Divagações depois de encontrar o doutor Camargo em uma livraria linda. Os bons encontros, e as boas causas, têm esse poder de deixar a gente assim, sentimental.
Encontrei o doutor Camargo na PocketStore, a linda livraria da Félix da Cunha que parece pequeninha, mas que vai se agigantando à medida em que a gente passeia pelos seus muitos títulos. Isso fora o atendimento, que é perfeito. Propaganda feita (e não é jabá!), volto ao doutor J. J. Camargo, um dos colunistas mais lidos aqui do jornal. Naquele final de tarde, tão casualmente quanto quem diz que o Uber demorou, o doutor Camargo comentou que estava um pouco atrasado porque tinha recém saído de um transplante que demorou mais do que o previsto.
Para tudo.
Pensando nas minhas razões para um atraso, todas ficaram menos que irrisórias no mesmo instante, e retroativamente a toda a minha vida. Ele estava atrasado por alguns minutos porque tinha acabado de sair de um transplante. Quer dizer, de devolver a vida para alguém.

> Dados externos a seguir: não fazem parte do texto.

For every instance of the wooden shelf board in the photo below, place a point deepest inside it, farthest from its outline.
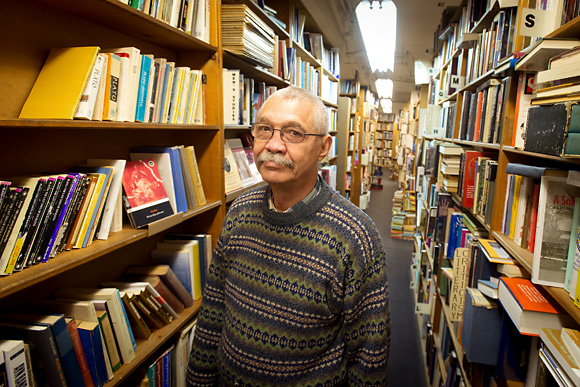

Só o trabalho de parto seria páreo em importância, e com a ressalva de que, nesse caso, o direito de atrasar é do bebê.
Voltando mais uma vez ao doutor Camargo, o cirurgião que primeiro transplantou um pulmão na América Latina, o primeiro a realizar um transplante duplo no Brasil. Diretor da Cirurgia Torácica do Pavilhão Pereira Filho e do Centro de Transplantes da Santa Casa, ele opera quase todos os dias e transplanta sempre que há doadores. E aí chegamos ao assunto da coluna: apesar das campanhas, e embora os esforços, existe muito mais gente esperando por órgãos do que doadores.
O doutor Camargo lembrou da repórter de um grande jornal que perguntou a ele se não seria possível os hospitais "apressarem" a morte dos pacientes para conseguir os órgãos. Com a calma que lhe é característica, respondeu que sim, era muito possível, e a moça se alvoroçou. Bastava convencer todas as equipes dos hospitais a participar do conluio, por exemplo. E seguiu dando outros motivos, todos fantasiosos, até a guria murchar. Sinceramente, alguém que pensa em uma bobagem dessas deve acreditar que a Terra é plana. São asneiras equivalentes.
O doutor Camargo já disse em entrevistas e conversas que dorme de roupa, preparado para qualquer chamado, a hora que for. Porque é urgente, porque pode não dar tempo de vestir um casaco, porque é a diferença entre o desespero e a esperança. E porque são tão poucas as chances de quem está esperando na fila, e porque só quem vive uma situação assim, o doente ou quem lhe é mais próximo, consegue descrever a crueldade dessa espera, fica a pergunta: por que não ser um doador?
Doar é, talvez, o ato de generosidade mais radical que existe. No meio da dor, pode parecer até uma insensibilidade com a perda. Quem conseguiu diz que é bem o contrário. É um consolo. Nesses tempos de Natal meio por baixo, meio sem sentido, antecipe suas compras e pague em 12 suaves prestações, quem sabe não pode ser também o presente mais sincero de todos. Sou doadora - sem planos imediatos, diga-se.
Divagações depois de encontrar o doutor Camargo em uma livraria linda. Os bons encontros, e as boas causas, têm esse poder de deixar a gente assim, sentimental.